Recently, a significant security flaw was identified and fixed in the Linux Kernel's AMDGPU Direct Rendering Manager (DRM) subsystem. This vulnerability, now known as CVE-2024-27041, could potentially allow a local attacker to crash the system or trigger undefined behavior by causing a NULL pointer dereference. This post dives into what CVE-2024-27041 is, how it happens, and demonstrates how such a bug can be triggered.

What is CVE-2024-27041?

CVE-2024-27041 stems from the amdgpu_dm_fini() function, which is part of the AMDGPU display core driver found in the Linux kernel under drivers/gpu/drm/amd/amdgpu/amdgpu_dm.c.

The root cause: A missing NULL check on the adev->dm.dc structure, which stands for the display core data for an AMD GPU device. If the kernel tries accessing this structure when it's NULL, a null pointer dereference occurs, often leading to a kernel panic (system crash).

Component: Linux Kernel, DRM AMDGPU display driver

- Reporter: Found by Linux Verification Center (linuxtesting.org) using the static analyzer SVACE

The Problematic Code

Before the fix, parts of the amdgpu_dm_fini() function assumed that the adev->dm.dc structure was always present. However, under certain initialization/failure scenarios, it's possible for adev->dm.dc to be NULL before this function is called, which could result in an attempt to access a null pointer.

Before Patch

if (adev->dm.dc)
    dc_enable_dmub_notifications(adev->dm.dc);

if (adev->dm.dc)
    dc_deinit_callbacks(adev->dm.dc);

if (adev->dm.dc)
    dc_dmub_srv_destroy(adev->dm.dc);

What's wrong here?
Several checks for NULL are scattered, but it's possible that a new call between the checks could dereference a null pointer when adev->dm.dc is NULL. Plus, this design is messy and unclear.

Vulnerable Call

dc_enable_dmub_notifications(adev->dm.dc); // No guarantee adev->dm.dc is valid

If adev->dm.dc is NULL, this direct call will crash the kernel.

The Patch

The fix, merged into the mainline kernel, cleans up the checks. All operations that require a valid adev->dm.dc pointer are now within a single if block.

After Patch

if (adev->dm.dc) {
    dc_enable_dmub_notifications(adev->dm.dc);
    dc_deinit_callbacks(adev->dm.dc);
    dc_dmub_srv_destroy(adev->dm.dc);
}

Result:

You can see the official patch in the Linux Kernel mailing list commit, or view it on kernel.org.

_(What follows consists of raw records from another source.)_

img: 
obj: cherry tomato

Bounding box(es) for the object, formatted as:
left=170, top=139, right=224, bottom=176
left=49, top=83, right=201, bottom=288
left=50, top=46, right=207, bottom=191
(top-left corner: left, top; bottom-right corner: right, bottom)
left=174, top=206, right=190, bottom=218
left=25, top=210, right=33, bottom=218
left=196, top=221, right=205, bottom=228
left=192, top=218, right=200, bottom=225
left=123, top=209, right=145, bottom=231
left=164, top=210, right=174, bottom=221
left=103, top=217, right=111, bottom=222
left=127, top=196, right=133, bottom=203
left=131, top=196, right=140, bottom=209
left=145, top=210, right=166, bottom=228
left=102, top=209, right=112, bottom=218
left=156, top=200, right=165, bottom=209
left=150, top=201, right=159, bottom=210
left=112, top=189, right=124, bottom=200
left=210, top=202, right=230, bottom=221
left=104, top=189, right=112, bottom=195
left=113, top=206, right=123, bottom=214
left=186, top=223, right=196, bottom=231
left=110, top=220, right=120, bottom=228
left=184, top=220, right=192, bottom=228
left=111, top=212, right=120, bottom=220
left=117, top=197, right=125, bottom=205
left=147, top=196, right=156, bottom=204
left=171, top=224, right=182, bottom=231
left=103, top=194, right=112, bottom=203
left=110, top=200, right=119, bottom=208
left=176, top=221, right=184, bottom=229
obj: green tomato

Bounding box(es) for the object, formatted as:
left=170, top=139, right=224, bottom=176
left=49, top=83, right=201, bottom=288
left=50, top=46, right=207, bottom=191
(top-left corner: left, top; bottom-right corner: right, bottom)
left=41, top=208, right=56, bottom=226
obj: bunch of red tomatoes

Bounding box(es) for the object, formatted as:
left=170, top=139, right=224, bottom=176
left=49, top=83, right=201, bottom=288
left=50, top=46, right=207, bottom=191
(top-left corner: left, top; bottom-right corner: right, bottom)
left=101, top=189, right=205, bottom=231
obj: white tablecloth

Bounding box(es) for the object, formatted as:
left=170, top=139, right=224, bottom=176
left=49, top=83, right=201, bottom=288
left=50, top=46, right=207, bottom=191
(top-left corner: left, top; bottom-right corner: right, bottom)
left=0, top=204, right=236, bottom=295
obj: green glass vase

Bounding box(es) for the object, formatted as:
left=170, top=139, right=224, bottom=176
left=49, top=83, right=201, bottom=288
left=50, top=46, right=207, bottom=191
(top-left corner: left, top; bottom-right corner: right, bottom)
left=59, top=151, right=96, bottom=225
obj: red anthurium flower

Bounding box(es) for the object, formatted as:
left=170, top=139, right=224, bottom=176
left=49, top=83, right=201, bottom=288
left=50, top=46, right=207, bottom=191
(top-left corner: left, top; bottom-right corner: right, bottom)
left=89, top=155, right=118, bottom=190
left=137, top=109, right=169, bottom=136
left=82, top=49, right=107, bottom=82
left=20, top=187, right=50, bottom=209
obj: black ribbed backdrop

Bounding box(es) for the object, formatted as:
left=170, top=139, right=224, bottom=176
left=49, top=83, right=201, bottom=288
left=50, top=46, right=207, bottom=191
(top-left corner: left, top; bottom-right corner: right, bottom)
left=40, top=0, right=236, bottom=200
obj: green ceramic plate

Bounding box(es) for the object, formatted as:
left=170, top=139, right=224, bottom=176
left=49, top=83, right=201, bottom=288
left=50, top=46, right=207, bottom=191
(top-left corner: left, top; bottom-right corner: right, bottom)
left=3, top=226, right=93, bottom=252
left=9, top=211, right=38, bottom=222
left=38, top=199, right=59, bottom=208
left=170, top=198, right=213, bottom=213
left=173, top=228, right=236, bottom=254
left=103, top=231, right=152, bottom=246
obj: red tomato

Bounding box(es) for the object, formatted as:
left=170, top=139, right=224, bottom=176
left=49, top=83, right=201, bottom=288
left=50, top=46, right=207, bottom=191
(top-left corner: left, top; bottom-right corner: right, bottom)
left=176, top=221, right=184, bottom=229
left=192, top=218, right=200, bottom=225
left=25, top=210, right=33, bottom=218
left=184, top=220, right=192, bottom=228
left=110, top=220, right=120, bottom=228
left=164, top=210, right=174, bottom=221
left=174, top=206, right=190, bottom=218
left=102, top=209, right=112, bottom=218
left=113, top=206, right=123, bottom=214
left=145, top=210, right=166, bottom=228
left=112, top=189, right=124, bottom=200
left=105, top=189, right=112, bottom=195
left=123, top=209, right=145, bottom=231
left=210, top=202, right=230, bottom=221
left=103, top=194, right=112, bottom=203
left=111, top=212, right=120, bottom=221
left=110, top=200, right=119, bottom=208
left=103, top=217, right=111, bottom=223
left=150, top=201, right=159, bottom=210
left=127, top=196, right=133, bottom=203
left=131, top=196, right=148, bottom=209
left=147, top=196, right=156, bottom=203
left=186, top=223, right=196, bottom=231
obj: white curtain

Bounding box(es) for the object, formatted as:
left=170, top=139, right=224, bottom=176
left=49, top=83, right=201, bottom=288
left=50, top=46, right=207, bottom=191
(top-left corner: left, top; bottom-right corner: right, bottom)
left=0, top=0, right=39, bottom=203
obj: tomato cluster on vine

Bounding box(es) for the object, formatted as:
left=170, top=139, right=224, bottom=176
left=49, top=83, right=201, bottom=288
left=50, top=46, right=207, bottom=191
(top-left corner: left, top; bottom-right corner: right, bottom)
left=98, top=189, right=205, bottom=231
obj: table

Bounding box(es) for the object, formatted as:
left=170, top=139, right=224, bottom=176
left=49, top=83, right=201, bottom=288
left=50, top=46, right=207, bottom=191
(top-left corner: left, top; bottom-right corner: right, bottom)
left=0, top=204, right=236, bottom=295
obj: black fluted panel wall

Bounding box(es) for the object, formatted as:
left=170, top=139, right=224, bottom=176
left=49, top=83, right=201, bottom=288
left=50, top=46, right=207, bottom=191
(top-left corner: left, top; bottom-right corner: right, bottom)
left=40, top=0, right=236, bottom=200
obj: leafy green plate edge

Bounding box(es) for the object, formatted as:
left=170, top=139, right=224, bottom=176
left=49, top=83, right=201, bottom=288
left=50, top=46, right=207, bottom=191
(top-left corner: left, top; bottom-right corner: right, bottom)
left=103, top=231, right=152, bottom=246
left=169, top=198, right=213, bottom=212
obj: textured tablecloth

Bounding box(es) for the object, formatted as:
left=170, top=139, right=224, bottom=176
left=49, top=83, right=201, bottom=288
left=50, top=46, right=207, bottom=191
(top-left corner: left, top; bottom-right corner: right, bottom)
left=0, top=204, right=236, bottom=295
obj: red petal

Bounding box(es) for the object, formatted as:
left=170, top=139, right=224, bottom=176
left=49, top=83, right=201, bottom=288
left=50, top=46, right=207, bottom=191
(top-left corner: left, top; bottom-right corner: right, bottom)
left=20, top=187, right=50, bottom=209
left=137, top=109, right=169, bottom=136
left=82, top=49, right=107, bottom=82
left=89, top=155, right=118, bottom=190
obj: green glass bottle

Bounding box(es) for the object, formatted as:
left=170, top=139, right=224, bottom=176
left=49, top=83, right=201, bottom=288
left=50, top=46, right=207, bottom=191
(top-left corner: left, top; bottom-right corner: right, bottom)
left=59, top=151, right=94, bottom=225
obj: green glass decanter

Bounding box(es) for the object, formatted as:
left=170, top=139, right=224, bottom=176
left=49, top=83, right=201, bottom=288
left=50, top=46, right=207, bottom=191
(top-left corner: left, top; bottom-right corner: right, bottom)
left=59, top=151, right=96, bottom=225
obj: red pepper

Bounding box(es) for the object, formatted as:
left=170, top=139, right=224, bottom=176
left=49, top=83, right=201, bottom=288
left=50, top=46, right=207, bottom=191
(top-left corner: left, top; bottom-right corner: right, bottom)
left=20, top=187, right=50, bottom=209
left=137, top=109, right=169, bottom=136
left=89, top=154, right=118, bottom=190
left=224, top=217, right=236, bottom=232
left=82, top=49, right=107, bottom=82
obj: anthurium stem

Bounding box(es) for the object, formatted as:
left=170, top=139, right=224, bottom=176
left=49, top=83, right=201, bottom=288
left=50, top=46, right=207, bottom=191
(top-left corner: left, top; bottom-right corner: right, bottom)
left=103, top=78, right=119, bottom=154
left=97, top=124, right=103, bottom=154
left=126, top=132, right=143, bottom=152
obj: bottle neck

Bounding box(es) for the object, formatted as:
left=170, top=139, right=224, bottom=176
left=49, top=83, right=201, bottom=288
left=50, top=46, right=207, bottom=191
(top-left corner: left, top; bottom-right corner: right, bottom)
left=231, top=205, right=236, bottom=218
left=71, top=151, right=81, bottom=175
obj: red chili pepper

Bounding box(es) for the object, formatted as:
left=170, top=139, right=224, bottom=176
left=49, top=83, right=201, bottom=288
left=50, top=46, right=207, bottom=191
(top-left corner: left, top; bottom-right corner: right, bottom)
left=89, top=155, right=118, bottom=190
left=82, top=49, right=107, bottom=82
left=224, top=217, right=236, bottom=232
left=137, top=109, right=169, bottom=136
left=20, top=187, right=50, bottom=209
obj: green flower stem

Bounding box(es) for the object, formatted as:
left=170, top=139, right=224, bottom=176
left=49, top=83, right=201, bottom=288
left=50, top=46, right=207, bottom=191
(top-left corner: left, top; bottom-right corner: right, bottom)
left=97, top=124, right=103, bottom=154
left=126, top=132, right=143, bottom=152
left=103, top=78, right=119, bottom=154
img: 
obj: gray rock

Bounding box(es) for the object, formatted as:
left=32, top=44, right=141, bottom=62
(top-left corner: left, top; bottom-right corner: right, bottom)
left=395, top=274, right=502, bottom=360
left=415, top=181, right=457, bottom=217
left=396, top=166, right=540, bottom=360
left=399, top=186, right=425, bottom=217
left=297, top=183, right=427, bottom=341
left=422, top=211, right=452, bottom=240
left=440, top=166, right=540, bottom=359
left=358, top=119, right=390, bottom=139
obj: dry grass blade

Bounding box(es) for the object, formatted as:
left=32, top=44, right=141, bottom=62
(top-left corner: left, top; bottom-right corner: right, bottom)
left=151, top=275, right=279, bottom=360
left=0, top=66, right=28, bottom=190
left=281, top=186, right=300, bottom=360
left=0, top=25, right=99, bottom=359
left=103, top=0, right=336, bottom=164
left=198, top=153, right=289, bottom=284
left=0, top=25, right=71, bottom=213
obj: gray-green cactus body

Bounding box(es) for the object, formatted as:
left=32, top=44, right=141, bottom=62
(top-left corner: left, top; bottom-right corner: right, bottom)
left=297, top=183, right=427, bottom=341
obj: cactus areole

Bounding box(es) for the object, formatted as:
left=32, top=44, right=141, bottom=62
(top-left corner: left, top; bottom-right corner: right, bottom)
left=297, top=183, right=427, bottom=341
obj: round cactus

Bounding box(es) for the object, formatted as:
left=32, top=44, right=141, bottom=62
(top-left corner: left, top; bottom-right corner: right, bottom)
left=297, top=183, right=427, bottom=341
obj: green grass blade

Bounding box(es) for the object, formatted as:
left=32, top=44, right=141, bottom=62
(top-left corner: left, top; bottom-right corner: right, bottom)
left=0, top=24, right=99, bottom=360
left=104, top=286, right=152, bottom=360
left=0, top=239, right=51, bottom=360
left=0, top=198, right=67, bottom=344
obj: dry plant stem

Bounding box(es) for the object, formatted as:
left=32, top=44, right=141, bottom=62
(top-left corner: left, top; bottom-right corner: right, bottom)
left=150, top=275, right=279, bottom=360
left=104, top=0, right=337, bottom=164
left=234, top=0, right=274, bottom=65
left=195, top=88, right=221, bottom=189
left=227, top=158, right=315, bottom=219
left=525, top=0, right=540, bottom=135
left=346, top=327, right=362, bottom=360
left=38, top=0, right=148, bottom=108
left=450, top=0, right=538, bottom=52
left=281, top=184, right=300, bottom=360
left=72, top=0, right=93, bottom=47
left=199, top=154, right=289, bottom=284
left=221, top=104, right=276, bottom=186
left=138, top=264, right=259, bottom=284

Demonstrating the Exploit Scenario

This bug is tough to exploit deliberately because it depends on certain hardware or error cases during GPU initialization, but a simplified example illustrates the issue:

Suppose as a privileged user, you can trigger a GPU initialization failure or a rapid sequence of loading/unloading the AMDGPU driver (perhaps via PCI hotplug or by writing scripts that modulate GPU bindings). Under unlucky conditions, the kernel could end up calling amdgpu_dm_fini() while adev->dm.dc is NULL:

# Not a real exploit, but an idea of race conditions:
for i in $(seq 1 100); do
    modprobe amdgpu
    rmmod amdgpu
done

If the driver fails to allocate certain structures, adev->dm.dc can be NULL at teardown, and then—without the fix—the kernel will crash.

Takeaway for Admins and Users

Who is vulnerable: Anyone using a kernel affected by CVE-2024-27041, AMD GPUs, and the open-source AMDGPU driver.

What to do:
- Upgrade to a kernel version with the patch (Check your distribution's release notes in Ubuntu, Red Hat, Debian)
- If you compile your own kernel, ensure you include this fix or cherry-pick the commit from Linus’ tree.

Further References

- Linux Kernel Patch (lkml)
- Kernel.org Commit
- Linux Verification Center
- SVACE Static Analyzer
- CVE-2024-27041 on CVE databases

Conclusion

CVE-2024-27041 is a classic example of a kernel bug that could destabilize systems in the real world. Thanks to proactive static code analysis and speedy patching, the risk has been eliminated in supported kernels. Keep your system up-to-date and stay vigilant for such low-level bugs that can have widespread effects in production and desktop environments alike.